Employers could put in place an agreement with the employee that says if a car comes back damaged, the money to cover the repairs will be taken from salary. Also, insurance or an additional premium can be built in to the scheme to cover the cost of early termination if an employee leaves the business.
3. “It will leave the organisation more exposed around health and safety.”
Consider, for a moment, the alternatives. Either an employer just lets staff drive their own cars or it gives them a cash allowance to effectively do the same. Iain Carmichael, chief commercial officer at provider Tusker, says: “There is often a perception that giving a cash allowance is much less hassle.”
But an employer’s liabilities under the Corporate Manslaughter and Corporate Homicide Act 2007 can be significant if an employee is driving for work purposes in a car deemed to be not fit for purpose and is in, or causes, an accident.

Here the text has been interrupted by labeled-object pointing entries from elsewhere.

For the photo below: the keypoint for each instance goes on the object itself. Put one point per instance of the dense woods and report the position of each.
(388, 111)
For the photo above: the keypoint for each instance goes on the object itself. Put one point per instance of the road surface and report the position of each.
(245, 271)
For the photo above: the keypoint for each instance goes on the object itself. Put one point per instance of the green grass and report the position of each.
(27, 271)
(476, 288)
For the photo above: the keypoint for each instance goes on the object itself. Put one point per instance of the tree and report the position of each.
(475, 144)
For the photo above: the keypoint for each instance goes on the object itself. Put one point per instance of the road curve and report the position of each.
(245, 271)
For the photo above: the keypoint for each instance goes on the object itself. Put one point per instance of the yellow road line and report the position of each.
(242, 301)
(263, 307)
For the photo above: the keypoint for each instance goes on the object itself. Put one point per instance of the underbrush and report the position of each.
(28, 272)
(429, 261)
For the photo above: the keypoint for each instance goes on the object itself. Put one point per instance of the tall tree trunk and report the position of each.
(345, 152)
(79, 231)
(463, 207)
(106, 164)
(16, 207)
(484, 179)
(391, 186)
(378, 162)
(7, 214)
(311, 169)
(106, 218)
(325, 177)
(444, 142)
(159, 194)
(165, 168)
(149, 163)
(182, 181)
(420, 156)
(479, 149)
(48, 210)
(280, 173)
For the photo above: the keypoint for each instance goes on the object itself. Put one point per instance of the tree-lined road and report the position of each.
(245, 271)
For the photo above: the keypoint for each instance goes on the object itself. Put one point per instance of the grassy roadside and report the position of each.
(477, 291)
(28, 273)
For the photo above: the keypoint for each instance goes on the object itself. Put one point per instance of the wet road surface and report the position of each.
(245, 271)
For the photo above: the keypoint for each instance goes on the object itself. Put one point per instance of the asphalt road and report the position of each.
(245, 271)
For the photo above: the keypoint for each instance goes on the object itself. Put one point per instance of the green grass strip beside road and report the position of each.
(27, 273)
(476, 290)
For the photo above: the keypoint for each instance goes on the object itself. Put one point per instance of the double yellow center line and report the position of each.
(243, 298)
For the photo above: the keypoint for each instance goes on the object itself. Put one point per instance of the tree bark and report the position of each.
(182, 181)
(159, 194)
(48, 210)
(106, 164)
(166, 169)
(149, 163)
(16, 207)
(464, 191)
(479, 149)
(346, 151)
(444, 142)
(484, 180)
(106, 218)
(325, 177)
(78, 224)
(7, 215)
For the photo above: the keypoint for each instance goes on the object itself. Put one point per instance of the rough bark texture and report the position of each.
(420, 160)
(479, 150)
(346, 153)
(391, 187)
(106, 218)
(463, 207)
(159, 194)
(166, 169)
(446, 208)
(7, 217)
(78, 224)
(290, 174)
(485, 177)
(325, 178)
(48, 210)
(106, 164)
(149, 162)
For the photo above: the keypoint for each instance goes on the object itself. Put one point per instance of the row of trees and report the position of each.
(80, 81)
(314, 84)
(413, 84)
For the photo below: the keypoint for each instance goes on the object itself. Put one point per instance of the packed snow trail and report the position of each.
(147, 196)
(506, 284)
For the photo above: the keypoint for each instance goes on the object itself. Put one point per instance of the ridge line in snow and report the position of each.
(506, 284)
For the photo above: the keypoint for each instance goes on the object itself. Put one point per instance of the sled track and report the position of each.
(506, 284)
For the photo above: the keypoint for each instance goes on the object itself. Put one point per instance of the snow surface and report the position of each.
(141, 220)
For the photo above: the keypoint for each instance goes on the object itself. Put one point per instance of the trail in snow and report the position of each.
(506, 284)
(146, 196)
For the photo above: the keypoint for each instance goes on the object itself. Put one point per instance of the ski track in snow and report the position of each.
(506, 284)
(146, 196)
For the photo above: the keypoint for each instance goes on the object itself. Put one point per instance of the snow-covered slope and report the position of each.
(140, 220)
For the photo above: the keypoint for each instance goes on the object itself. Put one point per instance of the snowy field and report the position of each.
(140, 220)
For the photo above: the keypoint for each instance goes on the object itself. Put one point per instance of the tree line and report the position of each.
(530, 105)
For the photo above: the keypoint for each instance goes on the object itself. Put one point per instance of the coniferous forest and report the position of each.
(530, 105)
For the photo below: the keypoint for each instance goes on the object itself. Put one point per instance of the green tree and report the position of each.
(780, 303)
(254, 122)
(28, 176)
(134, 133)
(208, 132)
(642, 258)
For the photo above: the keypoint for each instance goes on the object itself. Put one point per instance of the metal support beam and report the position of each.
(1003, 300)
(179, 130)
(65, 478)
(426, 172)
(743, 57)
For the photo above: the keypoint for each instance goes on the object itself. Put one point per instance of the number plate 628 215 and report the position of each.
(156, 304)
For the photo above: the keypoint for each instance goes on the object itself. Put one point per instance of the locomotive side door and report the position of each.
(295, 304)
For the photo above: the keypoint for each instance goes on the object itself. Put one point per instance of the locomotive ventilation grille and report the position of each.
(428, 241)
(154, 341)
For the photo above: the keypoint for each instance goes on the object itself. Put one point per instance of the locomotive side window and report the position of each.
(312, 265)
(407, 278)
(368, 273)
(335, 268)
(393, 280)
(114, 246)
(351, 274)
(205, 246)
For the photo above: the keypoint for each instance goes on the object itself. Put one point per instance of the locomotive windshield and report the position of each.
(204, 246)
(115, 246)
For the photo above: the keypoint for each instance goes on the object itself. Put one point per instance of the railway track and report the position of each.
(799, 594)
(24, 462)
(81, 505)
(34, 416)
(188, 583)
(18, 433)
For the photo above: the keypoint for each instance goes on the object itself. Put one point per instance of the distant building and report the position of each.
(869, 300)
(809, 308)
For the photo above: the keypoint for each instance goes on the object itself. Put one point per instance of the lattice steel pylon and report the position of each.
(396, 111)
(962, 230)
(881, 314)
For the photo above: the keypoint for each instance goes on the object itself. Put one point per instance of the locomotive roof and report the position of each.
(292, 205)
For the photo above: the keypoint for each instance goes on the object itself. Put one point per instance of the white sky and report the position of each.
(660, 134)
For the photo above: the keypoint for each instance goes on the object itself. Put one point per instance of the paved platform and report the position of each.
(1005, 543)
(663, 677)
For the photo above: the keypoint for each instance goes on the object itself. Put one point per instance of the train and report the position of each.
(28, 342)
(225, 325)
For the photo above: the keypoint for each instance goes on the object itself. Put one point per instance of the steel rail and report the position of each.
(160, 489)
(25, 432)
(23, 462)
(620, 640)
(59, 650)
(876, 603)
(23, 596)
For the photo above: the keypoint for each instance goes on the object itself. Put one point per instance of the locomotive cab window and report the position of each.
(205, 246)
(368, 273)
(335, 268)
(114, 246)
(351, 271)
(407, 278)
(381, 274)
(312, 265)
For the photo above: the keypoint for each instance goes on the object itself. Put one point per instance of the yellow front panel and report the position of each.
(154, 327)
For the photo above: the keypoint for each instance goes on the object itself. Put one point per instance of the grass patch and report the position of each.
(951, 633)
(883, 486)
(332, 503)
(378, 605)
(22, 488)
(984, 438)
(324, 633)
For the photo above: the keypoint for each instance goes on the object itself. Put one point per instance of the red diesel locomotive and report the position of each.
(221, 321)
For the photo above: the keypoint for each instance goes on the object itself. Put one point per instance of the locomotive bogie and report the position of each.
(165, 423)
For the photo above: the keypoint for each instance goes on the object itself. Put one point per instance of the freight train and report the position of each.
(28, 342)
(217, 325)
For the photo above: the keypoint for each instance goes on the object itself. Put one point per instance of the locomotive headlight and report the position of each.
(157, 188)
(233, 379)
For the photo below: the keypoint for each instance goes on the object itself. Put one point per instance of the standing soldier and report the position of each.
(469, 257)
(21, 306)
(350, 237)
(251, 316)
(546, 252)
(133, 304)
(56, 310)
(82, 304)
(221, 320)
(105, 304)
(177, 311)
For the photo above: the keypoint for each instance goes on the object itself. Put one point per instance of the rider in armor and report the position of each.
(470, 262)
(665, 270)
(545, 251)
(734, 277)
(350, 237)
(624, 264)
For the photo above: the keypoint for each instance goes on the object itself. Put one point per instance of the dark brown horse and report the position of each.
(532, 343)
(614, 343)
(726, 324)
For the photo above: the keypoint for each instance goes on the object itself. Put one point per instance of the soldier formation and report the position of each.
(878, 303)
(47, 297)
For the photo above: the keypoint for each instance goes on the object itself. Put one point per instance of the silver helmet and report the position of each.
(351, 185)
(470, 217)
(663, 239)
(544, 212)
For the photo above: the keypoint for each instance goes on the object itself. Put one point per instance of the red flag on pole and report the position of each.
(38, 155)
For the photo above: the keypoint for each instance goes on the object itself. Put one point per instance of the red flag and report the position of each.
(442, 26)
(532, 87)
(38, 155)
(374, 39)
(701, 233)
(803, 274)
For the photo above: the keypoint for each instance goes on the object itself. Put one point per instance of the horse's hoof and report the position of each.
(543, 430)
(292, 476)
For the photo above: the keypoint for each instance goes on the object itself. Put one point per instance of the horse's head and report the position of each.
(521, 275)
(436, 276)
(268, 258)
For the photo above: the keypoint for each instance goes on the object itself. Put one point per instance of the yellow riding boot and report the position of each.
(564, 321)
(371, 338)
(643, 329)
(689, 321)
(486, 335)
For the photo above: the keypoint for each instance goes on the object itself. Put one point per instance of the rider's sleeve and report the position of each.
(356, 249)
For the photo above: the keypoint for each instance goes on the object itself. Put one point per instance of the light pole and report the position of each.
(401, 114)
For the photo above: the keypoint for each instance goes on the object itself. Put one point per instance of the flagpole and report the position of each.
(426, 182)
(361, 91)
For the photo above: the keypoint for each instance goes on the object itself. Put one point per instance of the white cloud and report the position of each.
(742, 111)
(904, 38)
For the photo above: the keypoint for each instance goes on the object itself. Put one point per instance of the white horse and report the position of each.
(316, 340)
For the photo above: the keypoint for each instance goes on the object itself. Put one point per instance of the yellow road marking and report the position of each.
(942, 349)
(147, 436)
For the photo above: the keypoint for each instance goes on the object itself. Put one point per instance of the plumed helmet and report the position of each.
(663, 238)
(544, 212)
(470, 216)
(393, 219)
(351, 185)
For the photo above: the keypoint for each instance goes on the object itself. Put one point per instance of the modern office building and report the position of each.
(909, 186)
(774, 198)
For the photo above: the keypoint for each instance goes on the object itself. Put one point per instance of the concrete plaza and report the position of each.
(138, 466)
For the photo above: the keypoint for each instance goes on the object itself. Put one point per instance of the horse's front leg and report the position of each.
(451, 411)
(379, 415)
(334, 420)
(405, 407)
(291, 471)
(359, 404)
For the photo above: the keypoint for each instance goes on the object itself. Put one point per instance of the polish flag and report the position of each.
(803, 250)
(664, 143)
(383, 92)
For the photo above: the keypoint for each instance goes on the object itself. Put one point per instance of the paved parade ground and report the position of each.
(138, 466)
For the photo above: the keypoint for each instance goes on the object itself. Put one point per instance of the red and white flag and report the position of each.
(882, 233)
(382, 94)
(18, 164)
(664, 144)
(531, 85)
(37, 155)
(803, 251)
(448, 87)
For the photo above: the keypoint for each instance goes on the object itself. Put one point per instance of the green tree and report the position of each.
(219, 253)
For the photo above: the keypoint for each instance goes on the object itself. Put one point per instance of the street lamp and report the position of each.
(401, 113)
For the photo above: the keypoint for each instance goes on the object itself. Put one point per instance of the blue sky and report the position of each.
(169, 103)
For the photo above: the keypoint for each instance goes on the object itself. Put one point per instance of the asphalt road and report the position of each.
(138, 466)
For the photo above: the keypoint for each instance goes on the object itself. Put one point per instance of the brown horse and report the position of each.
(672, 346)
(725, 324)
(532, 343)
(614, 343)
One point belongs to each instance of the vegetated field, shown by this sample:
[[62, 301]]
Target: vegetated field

The employer remains responsible but there will have been no duty-of-care checks on the car, such as establishing its insurance status and mechanical condition, adds Carmichael.
4. “Company cars are an outdated benefit in this day and age.”
The fact that benefit in kind (BIK) remains heavily skewed towards the most environmentally friendly cars means even executive perk car schemes are much more likely to be based around hybrid and lower carbon dioxide (CO2)-emitting models.
Andrew Baxter, senior business development manager at provider Hitachi Capital Car Solutions, says: “Some [employers] are not aware of the new models and products out there that manufacturers are now producing, many of which have come on in leaps and bounds. Hybrid and electric models are really pushing out BIK liability.”
Then there is the growing popularity of offering ‘whole-population’ salary-sacrifice-based schemes, as well as a recognition that employers have a range of options at their disposal.
For example, they might offer a whole-population salary-sacrifice-based scheme but give senior managers the perk of an additional cash allowance towards it.
As Baxter concludes: “Company cars are still perceived as a valuable benefit. But it’s not just about whether cash or car by itself is necessarily the right way; it is about having a blended approach.”